Honey Roasted Carrots
Elegant and Easy

These Honey Roasted Carrots are tender, buttery, and coated in a sweet-savory glaze made with honey, soy sauce, brown sugar, and rice vinegar. The carrots are gently steamed under foil, then uncovered at the end so the sauce can caramelize without burning to make a dish that’s simple enough for a weeknight but feels special enough for a holiday table.
I have been watching a content creator on TikTok called Courtney Cook for quite some time now. She is obsessed with British culture, and through her videos I have seen her eat some very interesting things.
One of her most viral videos is her eating a sweet potato loaded with butter and cottage cheese, which I actually tried and surprisingly it was delicious. I was definitely NOT a fan of sweet potatoes, but with the Butterkase Cheese I am now a fan.
I figured since she got me to eat sweet potatoes, she can also inspire me to eat carrots. So I attempted this recipe I came up with off the top of my head for the Honey Roasted Carrots and I got it right on the first try.
How To Make Them Not Mushy

I am not a fan of mushy vegetables. I am honestly not a big fan of cooked vegetables at all.
I would almost always choose raw vegetables before cooked ones, but something about her carrots looked different.
They still had a little bite to them while also looking tender and glossy, and that is what inspired me to come up with my own version. I achieved this by the way I cut the carrots as well as the steam and “caramelize in the oven” method you will see in the recipe card.
I wanted carrots that were soft but not overcooked, with just enough texture left so they did not feel limp or waterlogged. The carrots came out perfectly.
If you like them more mushy you can certainly cook them longer for your preference of done-ness.
Why The Vinegar?
I added rice vinegar to the sauce to bring in a little tang. It helps soften the carrots during cooking, balances the sweetness of the honey, and adds just a subtle pickled bite that keeps the dish from tasting flat or overly sweet.
I would say from a non-scientific perspective that the vinegar helps tenderize. I loved the zip this gave.
This glaze would also work beautifully on other vegetables if you want to change things up. Brussels sprouts would be great with this sauce, even though I already have a crispy Brussels sprouts recipe on my website that I love.
I also think this would work really well with cauliflower or broccoli using a similar cooking method. You would just need to adjust the cook time.

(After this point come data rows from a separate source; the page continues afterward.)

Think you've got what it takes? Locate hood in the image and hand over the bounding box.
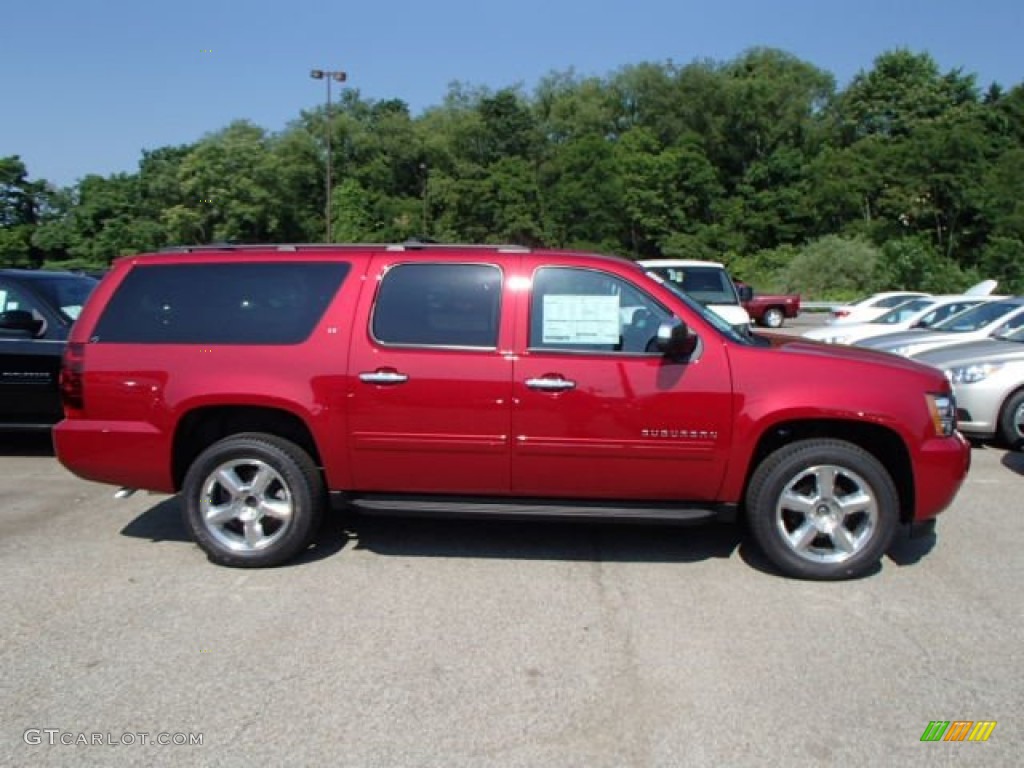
[803,323,885,340]
[914,339,1024,368]
[771,336,932,373]
[857,328,967,351]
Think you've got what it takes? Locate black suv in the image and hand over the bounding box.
[0,269,98,431]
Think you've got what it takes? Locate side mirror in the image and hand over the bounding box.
[655,317,697,360]
[0,309,43,338]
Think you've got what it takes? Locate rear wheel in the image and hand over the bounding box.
[761,306,784,328]
[999,389,1024,449]
[746,439,899,580]
[181,432,325,567]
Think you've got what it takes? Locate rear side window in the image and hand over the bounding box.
[93,262,349,344]
[372,264,502,349]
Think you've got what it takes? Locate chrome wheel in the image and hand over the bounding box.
[996,390,1024,449]
[200,459,295,552]
[775,465,879,563]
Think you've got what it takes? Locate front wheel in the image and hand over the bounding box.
[181,432,325,567]
[761,307,785,328]
[746,439,899,581]
[999,389,1024,449]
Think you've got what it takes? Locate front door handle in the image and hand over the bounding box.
[359,371,409,384]
[526,377,575,392]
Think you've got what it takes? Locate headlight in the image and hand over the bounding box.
[944,362,1002,384]
[925,392,956,437]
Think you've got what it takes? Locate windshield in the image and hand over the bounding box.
[32,275,98,321]
[932,301,1024,334]
[872,299,935,326]
[647,266,739,306]
[645,269,759,344]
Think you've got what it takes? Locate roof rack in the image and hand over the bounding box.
[158,238,530,253]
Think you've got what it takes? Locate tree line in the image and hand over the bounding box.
[0,48,1024,298]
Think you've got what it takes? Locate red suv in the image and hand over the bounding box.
[55,244,970,579]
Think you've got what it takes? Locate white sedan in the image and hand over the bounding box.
[804,295,993,344]
[825,291,928,326]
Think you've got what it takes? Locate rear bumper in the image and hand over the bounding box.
[53,419,175,494]
[911,432,971,522]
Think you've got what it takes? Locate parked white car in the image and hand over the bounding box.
[825,280,998,326]
[915,326,1024,447]
[637,259,751,333]
[825,291,929,326]
[804,294,994,344]
[857,296,1024,357]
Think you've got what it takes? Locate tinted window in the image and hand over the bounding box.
[94,262,349,344]
[529,267,670,353]
[32,276,99,321]
[932,301,1021,333]
[648,266,739,304]
[373,264,502,348]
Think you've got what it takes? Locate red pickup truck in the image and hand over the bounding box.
[735,280,800,328]
[54,244,970,579]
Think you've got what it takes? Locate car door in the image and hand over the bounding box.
[512,265,733,501]
[348,259,512,495]
[0,279,66,427]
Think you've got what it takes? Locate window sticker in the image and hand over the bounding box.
[542,294,620,344]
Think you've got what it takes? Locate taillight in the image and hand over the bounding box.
[60,341,85,411]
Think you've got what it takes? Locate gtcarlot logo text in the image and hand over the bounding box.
[22,728,203,746]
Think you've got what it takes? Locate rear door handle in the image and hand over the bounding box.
[526,376,575,392]
[359,371,409,384]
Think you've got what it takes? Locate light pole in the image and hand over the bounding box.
[309,70,348,243]
[420,163,430,238]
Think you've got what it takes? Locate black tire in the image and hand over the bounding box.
[181,432,326,568]
[746,439,899,581]
[761,306,785,328]
[998,389,1024,449]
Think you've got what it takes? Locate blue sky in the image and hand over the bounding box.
[6,0,1024,184]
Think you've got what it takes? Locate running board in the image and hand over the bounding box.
[343,494,736,522]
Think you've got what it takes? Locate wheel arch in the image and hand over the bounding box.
[171,406,323,490]
[995,386,1024,449]
[740,419,916,522]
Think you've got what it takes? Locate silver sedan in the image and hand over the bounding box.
[914,327,1024,447]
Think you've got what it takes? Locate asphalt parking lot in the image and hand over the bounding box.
[0,315,1024,768]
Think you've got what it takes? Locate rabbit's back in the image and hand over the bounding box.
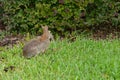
[23,39,50,58]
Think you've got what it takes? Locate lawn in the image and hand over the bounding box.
[0,37,120,80]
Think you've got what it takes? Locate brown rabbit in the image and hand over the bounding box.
[23,26,53,58]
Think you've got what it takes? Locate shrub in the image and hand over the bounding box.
[1,0,120,34]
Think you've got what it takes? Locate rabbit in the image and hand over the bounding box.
[23,26,54,58]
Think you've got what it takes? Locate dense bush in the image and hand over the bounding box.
[1,0,120,32]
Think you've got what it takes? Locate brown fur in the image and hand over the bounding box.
[23,26,53,58]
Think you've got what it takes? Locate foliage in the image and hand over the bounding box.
[0,37,120,80]
[1,0,120,34]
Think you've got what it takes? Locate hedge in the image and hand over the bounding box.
[1,0,120,34]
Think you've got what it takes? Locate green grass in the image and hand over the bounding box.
[0,37,120,80]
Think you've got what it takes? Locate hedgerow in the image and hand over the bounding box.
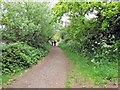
[2,42,48,74]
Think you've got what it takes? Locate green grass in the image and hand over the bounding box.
[62,47,118,88]
[0,69,28,87]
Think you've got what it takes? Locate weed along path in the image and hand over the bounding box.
[8,47,69,88]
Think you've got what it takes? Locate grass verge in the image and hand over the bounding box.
[62,47,118,88]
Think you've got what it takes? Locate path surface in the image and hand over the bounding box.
[8,47,69,88]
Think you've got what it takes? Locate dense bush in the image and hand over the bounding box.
[2,42,48,74]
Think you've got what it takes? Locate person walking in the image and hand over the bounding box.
[54,40,56,46]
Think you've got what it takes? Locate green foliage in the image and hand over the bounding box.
[60,44,118,87]
[2,42,48,74]
[1,2,53,48]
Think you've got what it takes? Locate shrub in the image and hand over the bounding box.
[2,42,47,74]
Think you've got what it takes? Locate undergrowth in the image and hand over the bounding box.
[60,45,118,88]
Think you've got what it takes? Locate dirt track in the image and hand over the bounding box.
[8,47,69,88]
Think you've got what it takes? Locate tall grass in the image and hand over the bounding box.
[60,45,118,87]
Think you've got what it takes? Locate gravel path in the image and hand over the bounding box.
[8,47,69,88]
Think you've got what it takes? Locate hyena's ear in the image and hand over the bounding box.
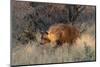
[40,31,44,34]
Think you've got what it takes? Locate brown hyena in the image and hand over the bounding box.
[41,23,80,46]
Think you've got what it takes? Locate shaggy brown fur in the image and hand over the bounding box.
[41,23,80,45]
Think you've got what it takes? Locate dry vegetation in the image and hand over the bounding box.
[11,2,96,65]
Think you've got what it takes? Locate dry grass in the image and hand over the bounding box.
[11,22,96,65]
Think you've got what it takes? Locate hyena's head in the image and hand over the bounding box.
[40,32,50,45]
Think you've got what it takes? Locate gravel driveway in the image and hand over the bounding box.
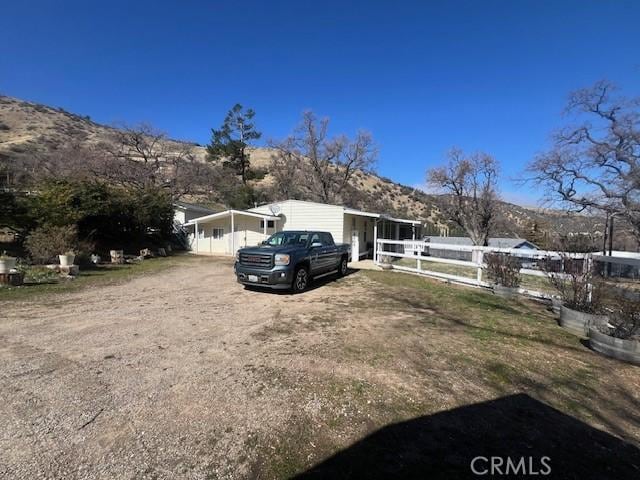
[0,258,364,479]
[0,256,640,480]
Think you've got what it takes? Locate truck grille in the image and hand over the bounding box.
[240,253,273,268]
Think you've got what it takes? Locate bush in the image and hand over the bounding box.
[601,288,640,340]
[23,266,60,283]
[484,253,521,288]
[24,225,78,263]
[24,180,173,253]
[539,252,604,313]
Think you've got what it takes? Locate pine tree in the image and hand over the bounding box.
[207,103,262,185]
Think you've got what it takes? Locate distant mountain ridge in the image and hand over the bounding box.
[0,95,603,246]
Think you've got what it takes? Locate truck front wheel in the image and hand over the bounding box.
[291,267,309,293]
[338,257,349,277]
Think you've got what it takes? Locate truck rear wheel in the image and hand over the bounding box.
[291,267,309,293]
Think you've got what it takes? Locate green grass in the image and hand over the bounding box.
[0,255,193,301]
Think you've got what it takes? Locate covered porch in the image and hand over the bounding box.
[184,210,280,255]
[342,208,421,261]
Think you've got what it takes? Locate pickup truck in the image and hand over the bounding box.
[234,231,351,293]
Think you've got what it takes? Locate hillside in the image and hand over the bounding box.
[0,96,603,244]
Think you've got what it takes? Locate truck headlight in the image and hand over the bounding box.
[274,253,291,265]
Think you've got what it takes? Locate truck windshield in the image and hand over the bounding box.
[265,232,309,246]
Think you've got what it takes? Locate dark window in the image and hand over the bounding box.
[320,232,334,247]
[260,220,276,228]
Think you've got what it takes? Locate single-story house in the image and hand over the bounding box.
[173,202,215,225]
[185,200,420,259]
[424,236,540,261]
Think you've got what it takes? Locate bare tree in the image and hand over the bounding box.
[97,124,212,197]
[273,111,377,203]
[427,148,499,246]
[529,81,640,242]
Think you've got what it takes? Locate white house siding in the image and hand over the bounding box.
[191,218,231,255]
[191,214,278,255]
[344,213,375,259]
[249,200,344,242]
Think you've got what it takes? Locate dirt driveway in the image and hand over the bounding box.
[0,258,378,479]
[0,258,639,479]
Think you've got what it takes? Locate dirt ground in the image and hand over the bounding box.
[0,257,640,479]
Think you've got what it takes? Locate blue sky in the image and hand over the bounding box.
[0,0,640,204]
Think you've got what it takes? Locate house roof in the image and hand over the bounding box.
[250,200,422,225]
[426,236,539,250]
[185,209,280,226]
[173,201,213,213]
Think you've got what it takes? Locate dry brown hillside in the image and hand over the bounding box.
[0,96,602,244]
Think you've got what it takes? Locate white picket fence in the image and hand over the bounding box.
[374,239,640,298]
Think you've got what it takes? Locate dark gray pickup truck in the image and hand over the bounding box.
[235,231,351,293]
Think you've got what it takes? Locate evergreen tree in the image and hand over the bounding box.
[207,103,262,185]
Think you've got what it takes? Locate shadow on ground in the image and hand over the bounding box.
[295,394,640,480]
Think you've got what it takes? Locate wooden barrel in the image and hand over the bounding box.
[0,272,24,287]
[109,250,124,264]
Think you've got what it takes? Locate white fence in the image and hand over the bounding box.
[374,239,640,298]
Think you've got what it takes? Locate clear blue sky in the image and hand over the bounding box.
[0,0,640,203]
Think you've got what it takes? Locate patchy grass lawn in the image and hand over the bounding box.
[0,254,195,301]
[256,271,640,478]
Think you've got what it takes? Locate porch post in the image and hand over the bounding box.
[196,222,200,253]
[231,210,236,255]
[373,218,378,263]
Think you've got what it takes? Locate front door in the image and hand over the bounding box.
[351,230,360,261]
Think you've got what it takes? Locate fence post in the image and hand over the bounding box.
[472,248,484,285]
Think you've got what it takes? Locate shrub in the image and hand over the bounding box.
[23,266,60,283]
[484,253,521,288]
[539,252,604,313]
[24,225,78,263]
[600,288,640,340]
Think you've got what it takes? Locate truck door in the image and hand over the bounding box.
[320,232,338,272]
[309,233,324,275]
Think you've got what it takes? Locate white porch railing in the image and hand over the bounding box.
[374,239,640,298]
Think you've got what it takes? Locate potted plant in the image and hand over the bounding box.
[58,250,76,267]
[484,253,521,298]
[541,252,608,337]
[0,251,16,273]
[380,255,393,270]
[589,291,640,365]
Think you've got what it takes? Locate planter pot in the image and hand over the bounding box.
[589,328,640,365]
[0,257,17,273]
[58,254,76,267]
[558,305,608,337]
[493,284,518,298]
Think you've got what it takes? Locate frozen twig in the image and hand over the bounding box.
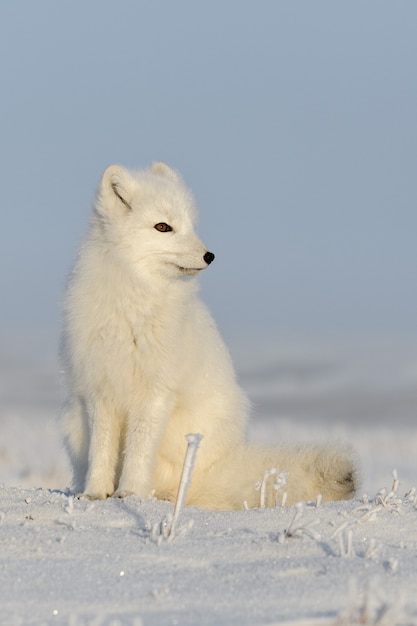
[150,434,203,545]
[278,502,320,543]
[339,529,353,558]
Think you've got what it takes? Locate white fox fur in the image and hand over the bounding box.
[63,163,355,509]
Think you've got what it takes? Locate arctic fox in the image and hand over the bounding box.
[62,162,356,509]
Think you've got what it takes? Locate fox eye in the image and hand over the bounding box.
[154,222,172,233]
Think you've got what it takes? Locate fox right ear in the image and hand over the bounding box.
[97,165,133,214]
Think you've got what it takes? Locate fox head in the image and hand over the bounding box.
[94,162,214,277]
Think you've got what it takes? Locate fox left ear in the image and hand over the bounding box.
[97,165,133,214]
[149,161,181,183]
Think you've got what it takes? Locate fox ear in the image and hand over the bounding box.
[97,165,133,214]
[149,161,181,183]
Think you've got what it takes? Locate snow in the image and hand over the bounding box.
[0,338,417,626]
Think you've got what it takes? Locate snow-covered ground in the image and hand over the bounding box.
[0,335,417,626]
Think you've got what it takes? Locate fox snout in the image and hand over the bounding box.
[203,252,215,265]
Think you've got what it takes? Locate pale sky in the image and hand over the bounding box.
[0,0,417,342]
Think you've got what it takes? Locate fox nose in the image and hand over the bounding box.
[203,252,214,265]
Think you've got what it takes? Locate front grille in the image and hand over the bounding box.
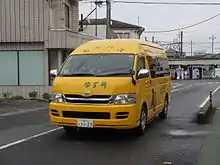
[116,112,129,119]
[63,111,111,119]
[64,94,112,104]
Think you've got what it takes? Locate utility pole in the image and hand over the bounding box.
[106,0,111,39]
[152,36,155,43]
[190,41,193,56]
[95,0,98,37]
[209,34,216,55]
[180,31,183,58]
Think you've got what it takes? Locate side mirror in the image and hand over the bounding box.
[50,69,57,78]
[137,69,149,79]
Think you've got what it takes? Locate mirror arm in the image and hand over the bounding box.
[131,75,136,85]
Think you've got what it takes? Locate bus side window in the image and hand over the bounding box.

What To Serve With Honey Roasted Carrots
These honey glazed carrots are the perfect side dish for a beef roast, especially my chuck tender beef roast recipe. They also pair beautifully with prime rib or steak.
Overall, this is a simple, flavorful, and reliable side dish that feels a little special without requiring much effort. It is a great way to eat your veggies!
Honey Roasted Carrots Recipe
These honey glazed carrots are tender, buttery, and coated in a sweet-savory glaze made with honey, soy sauce, brown sugar, and rice vinegar. The carrots are gently steamed under foil, then uncovered at the end so the sauce can caramelize without burning. They’re simple enough for a weeknight but feel special enough for a holiday table.
Ingredients
- 6–8 medium to large carrots, peeled
- 1/4 cup honey
- 1/4 cup soy sauce
- 2 tablespoons brown sugar
- 1/8 cup rice vinegar
- 2 teaspoons garlic powder
- 2 teaspoons onion powder
- 1 teaspoon black pepper
- 2 to 3 teaspoons Lawry’s garlic salt, to taste
- Pinch of chili powder
- 4 tablespoons butter, cut into small pieces
Instructions
- Trim the tops and bottoms off the carrots. Cut each carrot in half lengthwise, then cut into approximately 6-inch sticks.
- In a bowl, whisk together the honey, soy sauce, brown sugar, rice vinegar, garlic powder, onion powder, black pepper, garlic salt, and a pinch of chili powder. Whisk well and let the mixture sit for about 30 minutes, whisking occasionally, until fully combined.
- Place the carrots in a casserole dish or roasting pan that fits them snugly. Using the smallest pan possible helps keep the sauce from spreading too thin. Pour the glaze evenly over the carrots.
- Sprinkle the butter pieces evenly over the top of the carrots.
- Cover the dish tightly with foil and bake at 350°F for 35 to 45 minutes, allowing the carrots to steam and become tender.
- Remove the foil during the last 10 minutes of cooking to allow the sauce to caramelize. Keep an eye on it, as ovens vary and you don’t want the glaze to over caramelize or become too sticky.
- Spoon the glaze over the carrots before serving.